Prima di cominciare, Tonoli precisa: “Io non dirò mai ‘no’ a 3mila assunzioni, a patto che ci si racconti la verità. Togliamoci dalla testa che uno si possa scegliere il tipo di contratto, il part-time frammentato è la regola”. Quando le chiediamo il cambiamento più rilevante avvenuto in questi anni, non ha dubbi: “Anche un tempo i contratti erano part-time, ma prevedevano come minimo 30 o 40 ore di lavoro spalmate sulla settimana. Oggi, almeno qui a Milano, la tendenza è cancellare quel tipo di contratto, privilegiando rapporti più frammentati. Stiamo registrando contratti da 20, 18 fino a 8 ore settimanali. Cambiano i contratti, ma il lavoro non è cambiato: si friggevano patatine allora e si friggono adesso”.
A Messina e Milazzo, al contrario, la pianta organica dei ristoranti gestiti da un singolo licenziatario può ancora contare “fortunatamente” su contratti tra le 18 e le 24 ore settimanali, considerando che un lavoratore al quinto livello guadagna 814,35 euro lordi al mese. “Il punto è che seppur assunti con forma part-time -afferma Eliseo Gullotti, segretario provinciale della Uiltucs di Messina che conta una trentina di iscritti-, la giornata è impegnata quasi integralmente, essendo abitudine la suddivisione del turno nelle fasi più intense della giornata: il pranzo e la cena”. Tempo parcellizzato talmente flessibile da avvicinarsi più ad un tempo pieno.
Quando non accade quel che è capitato a Bologna, dove, all’inizio del 2012, 24 dipendenti di Autogrill spa hanno ricevuto una lettera di licenziamento. La catena aveva appena risolto il contratto con il proprietario dei muri del fabbricato di via Stalingrado. A febbraio, i sindacati pretendono dall’azienda l’apertura di un tavolo di salvaguardia, chiedendo che la situazione dei lavoratori trovi una soluzione di continuità con chi gli sta per subentrare, che, emergerà successivamente, è McDonald’s. Alla conclusione dell’iter 12 dipendenti saranno “esodati” dietro transazione, mentre gli altri 12 assorbiti da McDonald’s. A due condizioni: il monte ore settimanale fortemente diminuito, da 30 a 18, subordinato per di più ad un periodo di prova. Il tutto, collegato ad un “accordo di conciliazione individuale” dove il lavoratore è chiamato a far proprio l’impegno di non “richiedere e pretendere” null’altro dal datore di lavoro. Una “vittoria di Pirro”, come la definisce l’unico sindacalista che non ha voluto sottoscrivere l’accordo, Carmelo Massari della Uiltucs di Bologna.

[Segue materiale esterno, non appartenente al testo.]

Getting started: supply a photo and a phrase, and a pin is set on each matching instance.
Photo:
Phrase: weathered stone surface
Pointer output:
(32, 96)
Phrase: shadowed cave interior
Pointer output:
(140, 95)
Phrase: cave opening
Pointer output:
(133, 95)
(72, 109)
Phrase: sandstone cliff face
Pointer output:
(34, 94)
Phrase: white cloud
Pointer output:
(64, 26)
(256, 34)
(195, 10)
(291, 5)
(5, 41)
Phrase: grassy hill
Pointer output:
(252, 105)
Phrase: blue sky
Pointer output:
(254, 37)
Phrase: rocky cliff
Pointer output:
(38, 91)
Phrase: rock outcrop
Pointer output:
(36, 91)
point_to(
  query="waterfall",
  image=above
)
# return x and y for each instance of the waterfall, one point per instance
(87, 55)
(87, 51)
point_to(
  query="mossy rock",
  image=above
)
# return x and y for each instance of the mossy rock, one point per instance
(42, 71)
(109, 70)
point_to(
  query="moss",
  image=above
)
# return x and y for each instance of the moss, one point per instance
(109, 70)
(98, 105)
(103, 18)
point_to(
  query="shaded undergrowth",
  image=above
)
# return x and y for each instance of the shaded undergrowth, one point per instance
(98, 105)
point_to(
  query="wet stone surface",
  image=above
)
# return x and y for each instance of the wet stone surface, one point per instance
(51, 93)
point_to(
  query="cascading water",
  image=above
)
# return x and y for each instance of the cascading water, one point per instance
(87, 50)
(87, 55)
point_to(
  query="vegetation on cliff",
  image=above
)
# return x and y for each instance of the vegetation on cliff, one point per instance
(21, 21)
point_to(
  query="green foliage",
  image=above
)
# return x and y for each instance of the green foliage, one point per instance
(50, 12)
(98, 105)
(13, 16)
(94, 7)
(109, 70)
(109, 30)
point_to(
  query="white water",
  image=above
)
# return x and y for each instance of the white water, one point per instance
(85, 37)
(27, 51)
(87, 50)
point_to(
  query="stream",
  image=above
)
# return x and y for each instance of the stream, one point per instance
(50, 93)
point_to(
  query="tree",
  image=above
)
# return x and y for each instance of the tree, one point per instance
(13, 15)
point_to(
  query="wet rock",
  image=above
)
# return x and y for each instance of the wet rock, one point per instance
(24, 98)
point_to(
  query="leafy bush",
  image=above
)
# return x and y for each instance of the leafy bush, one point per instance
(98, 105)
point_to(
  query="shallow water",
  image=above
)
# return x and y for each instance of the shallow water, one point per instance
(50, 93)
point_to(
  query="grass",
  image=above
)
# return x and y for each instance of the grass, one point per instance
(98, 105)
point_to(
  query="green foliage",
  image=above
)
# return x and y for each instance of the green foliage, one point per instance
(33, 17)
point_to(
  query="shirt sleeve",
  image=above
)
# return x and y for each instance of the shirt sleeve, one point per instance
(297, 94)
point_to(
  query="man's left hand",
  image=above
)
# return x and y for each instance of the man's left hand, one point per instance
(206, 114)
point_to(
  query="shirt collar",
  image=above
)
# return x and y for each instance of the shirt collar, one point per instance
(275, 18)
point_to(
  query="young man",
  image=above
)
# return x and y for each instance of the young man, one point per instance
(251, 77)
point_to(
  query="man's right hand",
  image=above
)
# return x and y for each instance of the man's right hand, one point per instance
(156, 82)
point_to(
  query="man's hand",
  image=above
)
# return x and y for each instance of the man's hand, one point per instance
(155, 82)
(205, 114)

Una storia italiana. Una vittoria annunciata, a Bologna e nel Paese. Perché, come ebbe a scrivere nel ’98 l’allora ad del gruppo Mario Resca insieme al giornalista Rinaldo Gianola nel libro “McDonald’s, una storia italiana”, “McDonald’s contagia il linguaggio, influenza i giornali, la comunicazione, la pubblicità. Si insinua nelle scuole, nelle università, nei cinema, negli ospedali. Ovunque”. E, alle condizioni elencate, non è un’impresa titanica.